Читать книгу Перед рассветом - Александр Алексеевич Богданов - Страница 1

Оглавление

Щаповаловский сход волнуется… Разгоряченные крики, наполняющие душную сборную избу, все растут и сливаются в упорный гул. Даже бородатые старики, всегда молчавшие, теперь жмутся плотной стеной к столу, протискиваются вперед плечами и локтями и с надсадой, уходя всем своим нутром в каждое слово, кричат:

– Незачем выделять!.. На што ему земля?.. Все равно – пахать сам не станет, а Игошину продаст!..

– Это верно!.. Как пить дать – продаст…

– У Игошина брюхо – во-о… Не накормишь!..

– Глот-от!.. Всю деревню бы проглотил, кабы силу имел…

– То-то и оно, што силов настоящих нет…

– Не желаем!.. Вот и весь сказ!..

Волостной писарь Евлампий Васильевич, ставленник земского начальника из канцеляристов, широкоплечий и широколобый, с большими желваками на висках, выбивается из сил, чтобы настоять на своем. В глубине души он сочувствует мужикам и не хотел бы с ними ссориться, но у него есть секретное предписание от земского начальника, обязывающее его содействовать всем выходцам из общины. И в затруднении писарь не знает, что делать… От напряжения на лбу его набухли толстые жилы. Виски взмокли, и волосы прилипли скобками к красным, тупо срезанным ушам. Навалившись тяжело, по-мужицки, на обшарпанный стол, он машет по воздуху сложенной в четвертушку бумагой – заявлением крестьянина Григория Таратыгина о выделе из общины:

– Да чудаки же вы!.. Да ведь закон же!.. Да ведь; если вы не дадите приговора, то имеет ли он, или нет, полное резонное основание земскому жаловаться?.. Так или нет?..

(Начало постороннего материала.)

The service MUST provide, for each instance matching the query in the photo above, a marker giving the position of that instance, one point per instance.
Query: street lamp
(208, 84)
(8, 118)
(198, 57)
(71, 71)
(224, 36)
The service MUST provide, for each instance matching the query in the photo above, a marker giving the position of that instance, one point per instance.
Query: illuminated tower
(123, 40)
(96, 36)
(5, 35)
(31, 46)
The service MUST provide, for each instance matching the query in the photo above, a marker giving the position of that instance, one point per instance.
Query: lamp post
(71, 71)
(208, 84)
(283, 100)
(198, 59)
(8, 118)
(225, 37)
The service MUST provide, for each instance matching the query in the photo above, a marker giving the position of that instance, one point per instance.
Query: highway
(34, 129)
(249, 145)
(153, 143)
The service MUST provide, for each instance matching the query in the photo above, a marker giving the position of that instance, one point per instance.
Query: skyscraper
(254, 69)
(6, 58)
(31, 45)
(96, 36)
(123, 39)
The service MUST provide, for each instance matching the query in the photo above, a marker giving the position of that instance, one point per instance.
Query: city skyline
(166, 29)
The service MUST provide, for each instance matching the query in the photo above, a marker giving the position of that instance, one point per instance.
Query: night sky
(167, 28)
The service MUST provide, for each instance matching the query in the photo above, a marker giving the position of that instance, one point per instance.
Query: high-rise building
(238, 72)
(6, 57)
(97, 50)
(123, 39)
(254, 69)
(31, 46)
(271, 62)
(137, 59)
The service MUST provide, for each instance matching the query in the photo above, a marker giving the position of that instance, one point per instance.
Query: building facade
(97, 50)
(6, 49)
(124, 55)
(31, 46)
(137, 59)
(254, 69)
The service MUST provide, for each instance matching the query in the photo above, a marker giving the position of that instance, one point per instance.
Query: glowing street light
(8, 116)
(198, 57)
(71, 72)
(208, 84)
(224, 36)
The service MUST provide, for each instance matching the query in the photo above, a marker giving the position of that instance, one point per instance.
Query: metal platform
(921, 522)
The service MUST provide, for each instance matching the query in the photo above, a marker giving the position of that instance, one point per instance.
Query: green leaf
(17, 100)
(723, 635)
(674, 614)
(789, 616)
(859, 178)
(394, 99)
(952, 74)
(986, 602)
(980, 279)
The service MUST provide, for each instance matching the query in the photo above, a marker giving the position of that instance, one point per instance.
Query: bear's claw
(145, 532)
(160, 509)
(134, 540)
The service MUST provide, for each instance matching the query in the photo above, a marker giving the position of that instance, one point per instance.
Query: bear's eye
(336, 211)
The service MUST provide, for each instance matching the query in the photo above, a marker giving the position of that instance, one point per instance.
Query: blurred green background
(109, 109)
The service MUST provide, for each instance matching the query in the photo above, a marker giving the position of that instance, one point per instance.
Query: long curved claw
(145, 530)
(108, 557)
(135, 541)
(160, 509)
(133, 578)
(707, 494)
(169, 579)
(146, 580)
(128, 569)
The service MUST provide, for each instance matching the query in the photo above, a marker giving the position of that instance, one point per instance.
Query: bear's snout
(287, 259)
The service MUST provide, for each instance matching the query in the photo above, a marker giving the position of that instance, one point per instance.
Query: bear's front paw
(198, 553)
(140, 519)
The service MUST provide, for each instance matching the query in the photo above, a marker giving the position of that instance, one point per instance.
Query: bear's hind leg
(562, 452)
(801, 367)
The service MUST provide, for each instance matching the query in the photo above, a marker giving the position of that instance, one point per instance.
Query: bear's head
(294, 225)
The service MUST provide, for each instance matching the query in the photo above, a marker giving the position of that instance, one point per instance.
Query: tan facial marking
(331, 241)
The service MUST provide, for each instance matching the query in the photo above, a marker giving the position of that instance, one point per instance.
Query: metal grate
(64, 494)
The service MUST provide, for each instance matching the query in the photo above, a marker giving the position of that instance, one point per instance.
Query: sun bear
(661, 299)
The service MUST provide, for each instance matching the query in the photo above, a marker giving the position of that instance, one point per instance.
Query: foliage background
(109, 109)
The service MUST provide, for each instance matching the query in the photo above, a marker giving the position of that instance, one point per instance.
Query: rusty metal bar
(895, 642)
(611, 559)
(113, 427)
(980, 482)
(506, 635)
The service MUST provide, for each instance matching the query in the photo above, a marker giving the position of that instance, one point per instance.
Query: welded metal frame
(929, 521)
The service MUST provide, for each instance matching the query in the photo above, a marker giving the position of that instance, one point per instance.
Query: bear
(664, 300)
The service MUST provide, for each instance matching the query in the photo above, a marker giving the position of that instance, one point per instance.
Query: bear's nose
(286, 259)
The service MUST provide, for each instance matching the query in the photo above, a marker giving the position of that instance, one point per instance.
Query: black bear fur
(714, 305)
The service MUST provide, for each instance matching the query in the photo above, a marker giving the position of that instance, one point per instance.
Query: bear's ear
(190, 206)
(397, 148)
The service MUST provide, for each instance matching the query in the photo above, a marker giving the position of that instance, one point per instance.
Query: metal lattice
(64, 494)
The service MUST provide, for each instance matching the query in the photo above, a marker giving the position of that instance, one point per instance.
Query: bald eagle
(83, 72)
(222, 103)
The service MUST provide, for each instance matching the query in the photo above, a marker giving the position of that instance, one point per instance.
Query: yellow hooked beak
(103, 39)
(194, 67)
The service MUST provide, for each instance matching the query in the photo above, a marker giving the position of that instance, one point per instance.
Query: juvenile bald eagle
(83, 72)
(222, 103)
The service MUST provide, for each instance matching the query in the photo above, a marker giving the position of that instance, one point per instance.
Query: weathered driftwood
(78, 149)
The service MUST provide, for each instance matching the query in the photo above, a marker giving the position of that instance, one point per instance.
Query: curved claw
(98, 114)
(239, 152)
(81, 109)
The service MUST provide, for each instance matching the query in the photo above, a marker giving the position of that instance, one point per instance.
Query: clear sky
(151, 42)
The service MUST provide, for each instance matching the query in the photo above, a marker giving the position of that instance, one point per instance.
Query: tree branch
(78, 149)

Мужики не сдаются… Живая стена движущихся голов колышется сильней. На писаря смотрят, как на врага, пришедшего из чужого стана, никто не высказывает явно своего недоверия к нему, но чувствуется, как это недоверие горячо бурлит под заплатанными армяками и домоткаными холщовыми рубахами.

– Нечего нам такать!.. Не желаем и баста…

– Ты гумагой не тычь… А ты вот рассуди сам, еловая голова, правильно ли – которому чужому человеку да лучший клин отрезать?..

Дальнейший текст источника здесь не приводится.